NEW ORLEANS -- The incoming chairman of the American International Automobile Dealers Association said the group will fight Republican plans to impose a “border adjustment tax.”
Paul Ritchie, president of Hagerstown Honda and Kia in Maryland, said the tax would be harmful to dealers and automakers of foreign brands who directly employ more than 125,000 Americans.
“This tax will absolutely devastate both dealers and manufacturers, and many members of Congress have no idea what they are being asked to vote for,” he told AIADA members and auto executives attending a luncheon.
His comments came Sunday on the last day of the National Automobile Dealers Association convention in New Orleans.
Ritchie said his group would work “with everything we have in Washington, D.C., to promote dealer interests, protect global trade and to fight against the devastating border adjustment tax.”
The so-called BAT would punish foreign imports -- and reward U.S. exports -- through changes in the tax code. Opponents say that consumers would ultimately pay the tax in the form of higher prices for everything from clothing to autos, including from U.S. brands.
It is favored by some Republican leaders in Washington over imposing tariffs or unwinding trade deals that President Donald Trump had supported during his campaign.
Since taking office Jan. 20, Trump has gone back and forth on whether he prefers a border adjustment tax or some other measures to close the U.S. trade deficit and perhaps to fund a wall on the U.S.-Mexico border.
Ritchie said his group was joining with other manufacturing and retail organizations to lobby against the tax.
He noted that foreign automakers have 36 plants in 16 U.S. states.
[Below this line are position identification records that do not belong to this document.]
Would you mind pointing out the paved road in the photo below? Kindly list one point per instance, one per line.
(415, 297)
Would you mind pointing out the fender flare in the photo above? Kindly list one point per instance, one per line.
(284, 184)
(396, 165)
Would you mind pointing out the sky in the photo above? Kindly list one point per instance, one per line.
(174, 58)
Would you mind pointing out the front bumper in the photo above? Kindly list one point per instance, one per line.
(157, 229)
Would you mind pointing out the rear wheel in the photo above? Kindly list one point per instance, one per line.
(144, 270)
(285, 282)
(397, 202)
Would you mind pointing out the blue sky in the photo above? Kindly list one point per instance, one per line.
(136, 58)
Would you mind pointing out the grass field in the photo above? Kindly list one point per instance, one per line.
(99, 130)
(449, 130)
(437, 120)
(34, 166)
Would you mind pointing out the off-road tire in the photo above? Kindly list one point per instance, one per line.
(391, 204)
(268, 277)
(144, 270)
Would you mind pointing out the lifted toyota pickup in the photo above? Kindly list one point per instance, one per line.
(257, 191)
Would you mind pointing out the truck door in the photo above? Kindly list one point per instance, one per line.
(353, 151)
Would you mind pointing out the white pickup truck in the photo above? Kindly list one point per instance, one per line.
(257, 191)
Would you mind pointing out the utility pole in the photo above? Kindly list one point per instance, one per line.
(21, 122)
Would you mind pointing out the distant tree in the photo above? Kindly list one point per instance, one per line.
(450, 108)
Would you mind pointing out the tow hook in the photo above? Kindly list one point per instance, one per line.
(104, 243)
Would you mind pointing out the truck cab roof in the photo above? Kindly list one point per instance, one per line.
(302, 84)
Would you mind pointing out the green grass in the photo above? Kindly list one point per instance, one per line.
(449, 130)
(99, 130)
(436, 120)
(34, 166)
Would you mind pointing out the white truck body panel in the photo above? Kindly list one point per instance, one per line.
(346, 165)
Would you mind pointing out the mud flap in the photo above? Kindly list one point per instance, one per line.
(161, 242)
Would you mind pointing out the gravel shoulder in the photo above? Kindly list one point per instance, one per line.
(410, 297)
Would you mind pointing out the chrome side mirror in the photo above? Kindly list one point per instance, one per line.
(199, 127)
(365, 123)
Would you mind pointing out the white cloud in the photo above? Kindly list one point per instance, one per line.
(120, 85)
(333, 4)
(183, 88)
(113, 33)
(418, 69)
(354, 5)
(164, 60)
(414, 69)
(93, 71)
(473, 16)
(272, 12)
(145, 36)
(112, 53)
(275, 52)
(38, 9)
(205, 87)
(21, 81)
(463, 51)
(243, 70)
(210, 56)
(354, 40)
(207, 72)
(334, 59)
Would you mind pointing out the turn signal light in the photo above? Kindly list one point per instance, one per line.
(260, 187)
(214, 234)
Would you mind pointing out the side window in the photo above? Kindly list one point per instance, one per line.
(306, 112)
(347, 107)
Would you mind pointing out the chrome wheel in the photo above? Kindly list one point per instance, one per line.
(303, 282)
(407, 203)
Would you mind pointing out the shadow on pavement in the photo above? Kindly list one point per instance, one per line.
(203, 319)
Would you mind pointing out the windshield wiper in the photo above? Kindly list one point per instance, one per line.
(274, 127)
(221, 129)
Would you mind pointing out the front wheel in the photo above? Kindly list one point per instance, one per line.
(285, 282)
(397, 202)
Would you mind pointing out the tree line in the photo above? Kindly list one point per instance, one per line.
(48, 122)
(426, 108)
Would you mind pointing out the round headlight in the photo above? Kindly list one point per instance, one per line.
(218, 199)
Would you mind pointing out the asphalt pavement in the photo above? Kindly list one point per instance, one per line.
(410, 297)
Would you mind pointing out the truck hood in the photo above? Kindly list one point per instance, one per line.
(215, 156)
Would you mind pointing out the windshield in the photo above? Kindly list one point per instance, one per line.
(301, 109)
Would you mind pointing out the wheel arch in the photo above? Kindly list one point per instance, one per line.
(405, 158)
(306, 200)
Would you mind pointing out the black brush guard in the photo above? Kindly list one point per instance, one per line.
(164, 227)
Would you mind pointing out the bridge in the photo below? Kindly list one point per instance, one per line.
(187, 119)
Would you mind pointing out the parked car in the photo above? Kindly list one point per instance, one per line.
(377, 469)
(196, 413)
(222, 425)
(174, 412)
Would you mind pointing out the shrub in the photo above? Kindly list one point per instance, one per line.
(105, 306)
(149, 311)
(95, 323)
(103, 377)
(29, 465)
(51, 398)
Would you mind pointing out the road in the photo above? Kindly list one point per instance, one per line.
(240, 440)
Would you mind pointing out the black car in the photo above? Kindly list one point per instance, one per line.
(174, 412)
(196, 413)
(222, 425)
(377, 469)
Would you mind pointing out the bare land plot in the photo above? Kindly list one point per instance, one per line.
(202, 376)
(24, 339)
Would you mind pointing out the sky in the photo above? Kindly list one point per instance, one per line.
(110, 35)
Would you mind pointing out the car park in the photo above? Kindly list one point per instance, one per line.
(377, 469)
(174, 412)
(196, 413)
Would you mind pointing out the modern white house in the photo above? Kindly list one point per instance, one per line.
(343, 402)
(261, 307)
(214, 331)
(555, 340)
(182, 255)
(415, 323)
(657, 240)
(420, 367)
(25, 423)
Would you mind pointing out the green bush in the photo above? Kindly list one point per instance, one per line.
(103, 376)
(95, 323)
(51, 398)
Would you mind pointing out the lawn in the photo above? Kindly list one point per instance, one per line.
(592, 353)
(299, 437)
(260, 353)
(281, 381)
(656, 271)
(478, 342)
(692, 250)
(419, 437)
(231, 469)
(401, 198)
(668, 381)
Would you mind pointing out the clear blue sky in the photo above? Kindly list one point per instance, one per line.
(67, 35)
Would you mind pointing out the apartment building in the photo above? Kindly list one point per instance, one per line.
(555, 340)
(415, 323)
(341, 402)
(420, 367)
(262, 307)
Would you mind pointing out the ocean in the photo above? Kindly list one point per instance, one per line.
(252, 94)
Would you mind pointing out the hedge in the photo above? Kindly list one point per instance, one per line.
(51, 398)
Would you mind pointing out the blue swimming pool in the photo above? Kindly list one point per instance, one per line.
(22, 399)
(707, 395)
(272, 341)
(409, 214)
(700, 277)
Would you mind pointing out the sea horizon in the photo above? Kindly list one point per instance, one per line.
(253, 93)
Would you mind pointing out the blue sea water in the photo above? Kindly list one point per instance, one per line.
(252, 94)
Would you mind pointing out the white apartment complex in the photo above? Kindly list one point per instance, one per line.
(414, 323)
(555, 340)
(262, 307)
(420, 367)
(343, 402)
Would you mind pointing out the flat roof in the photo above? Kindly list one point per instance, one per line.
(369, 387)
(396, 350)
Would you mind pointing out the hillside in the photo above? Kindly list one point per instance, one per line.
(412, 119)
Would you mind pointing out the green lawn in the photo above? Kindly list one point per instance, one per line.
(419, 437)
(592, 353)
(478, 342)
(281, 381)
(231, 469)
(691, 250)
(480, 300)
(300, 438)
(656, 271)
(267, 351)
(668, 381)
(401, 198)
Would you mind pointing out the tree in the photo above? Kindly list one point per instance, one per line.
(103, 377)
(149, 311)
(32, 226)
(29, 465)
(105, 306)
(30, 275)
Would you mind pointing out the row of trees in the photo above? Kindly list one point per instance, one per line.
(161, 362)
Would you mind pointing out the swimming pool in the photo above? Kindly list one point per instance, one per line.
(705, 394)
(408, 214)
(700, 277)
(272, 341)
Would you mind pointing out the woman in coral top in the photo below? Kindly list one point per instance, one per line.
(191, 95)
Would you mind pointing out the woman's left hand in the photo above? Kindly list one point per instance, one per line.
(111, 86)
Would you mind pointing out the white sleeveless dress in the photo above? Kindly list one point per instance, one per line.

They represent nearly half of all U.S. vehicle production, according to an AIADA fact sheet.
Jim Lentz, CEO of Toyota Motor North America, said in a separate meeting with reporters that a border tax would raise the price of cars and light trucks in the U.S., depress sales and lead to less employment in the auto industry.
He noted the Toyota Camry, which has the highest American-made content of any car sold in the U.S. at 75 percent, could cost roughly $1,000 more if a border tax were imposed on the 25 percent of its content that is imported.